Qatar’s suitability as a World Cup destination has been questioned in several quarters, and the 2022 tournament will be played in the middle of the European winter for the first time in its 92-year history due to intense heat during the competition's traditional summer months. The country lacks in terms of sporting pedigree and the recently imposed sanctions put on it by Saudi Arabia, the UAE and others over alleged support for terrorism will further stretch the finances of a Doha already reeling under intense fiscal pressure.
Qatar, reportedly spending $500 million a week on infrastructure ahead of the 2022 tournament, has a GDP based on purchasing power parity (PPP) of $127.523. If it is feeling the financial squeeze, regardless of the sanctions, then Thailand and Indonesia will surely be even more under the cosh should they win the bid; Thailand sits 74th on the list of richest countries with a GDP of $16,888 PPP while Indonesia is 97th with a GDP of $11,720 PPP.
Bidding for the World Cup is a highly competitive process. Prof Bovy was a member of the evaluation commission that assessed applicant and candidate cities for the 2012, 2016 and 2020 Summer Olympic and the 2014 and 2018 Winter Olympics. He is pessimistic about the chances of a joint Indonesia and Thailand bid being successful,
“Very often a first bid does not make it. If the two countries want it they should invest in a common study but the chances seem remote.”

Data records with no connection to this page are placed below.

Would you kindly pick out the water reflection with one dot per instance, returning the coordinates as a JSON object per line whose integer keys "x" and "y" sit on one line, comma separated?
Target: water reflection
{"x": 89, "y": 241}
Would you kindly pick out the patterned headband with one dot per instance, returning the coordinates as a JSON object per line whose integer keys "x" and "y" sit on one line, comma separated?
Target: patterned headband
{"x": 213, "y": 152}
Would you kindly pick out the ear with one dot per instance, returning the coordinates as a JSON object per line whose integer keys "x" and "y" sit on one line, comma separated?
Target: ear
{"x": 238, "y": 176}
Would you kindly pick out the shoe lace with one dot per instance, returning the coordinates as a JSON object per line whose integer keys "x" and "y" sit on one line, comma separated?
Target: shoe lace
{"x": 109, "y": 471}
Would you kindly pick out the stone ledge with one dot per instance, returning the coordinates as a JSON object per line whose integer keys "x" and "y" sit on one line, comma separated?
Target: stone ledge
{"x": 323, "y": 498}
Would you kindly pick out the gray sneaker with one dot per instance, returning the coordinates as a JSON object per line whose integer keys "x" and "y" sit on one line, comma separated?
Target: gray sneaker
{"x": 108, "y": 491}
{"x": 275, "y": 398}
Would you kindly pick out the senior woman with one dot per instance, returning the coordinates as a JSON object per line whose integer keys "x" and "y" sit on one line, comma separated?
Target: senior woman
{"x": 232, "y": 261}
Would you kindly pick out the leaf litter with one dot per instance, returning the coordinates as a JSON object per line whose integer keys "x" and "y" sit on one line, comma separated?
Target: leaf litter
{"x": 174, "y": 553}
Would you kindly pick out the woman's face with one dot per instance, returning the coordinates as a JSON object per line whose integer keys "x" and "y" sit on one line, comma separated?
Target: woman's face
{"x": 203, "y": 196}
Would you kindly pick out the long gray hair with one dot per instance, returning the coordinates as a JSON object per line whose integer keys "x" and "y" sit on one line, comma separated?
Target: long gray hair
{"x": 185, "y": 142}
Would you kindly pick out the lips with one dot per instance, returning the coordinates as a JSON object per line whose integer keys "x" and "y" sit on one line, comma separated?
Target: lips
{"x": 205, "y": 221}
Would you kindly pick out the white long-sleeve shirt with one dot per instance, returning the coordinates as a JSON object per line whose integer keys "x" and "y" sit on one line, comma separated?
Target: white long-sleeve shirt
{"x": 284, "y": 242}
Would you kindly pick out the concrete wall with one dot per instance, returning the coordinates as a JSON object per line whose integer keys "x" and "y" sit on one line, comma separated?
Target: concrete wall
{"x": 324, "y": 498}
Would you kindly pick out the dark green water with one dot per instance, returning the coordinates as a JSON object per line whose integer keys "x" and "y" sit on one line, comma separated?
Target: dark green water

Most hopefuls focus their attention on putting together a successful World Cup bid before investing in the infrastructure. But China is already two years into a 10-year plan to increase the size of the sporting economy to £600bn (Dh2.92 trillion) through investment in football from both the state and the private sector.
China is also expected to bid for the 2038 World Cup and with preparations already underway it would be a surprise if the country was not successful. Meanwhile, India is currently hosting the Under 17 World Cup and is forecast to become the fastest-growing major economy in the world next year.
There is no question that people in Indonesia and Thailand are passionate about football but economically neither country looks ready to mount a successful World Cup bid.
With China embracing the sport and India emerging as another potential destination, it could be a long time before a major international football tournament takes place in South East Asia.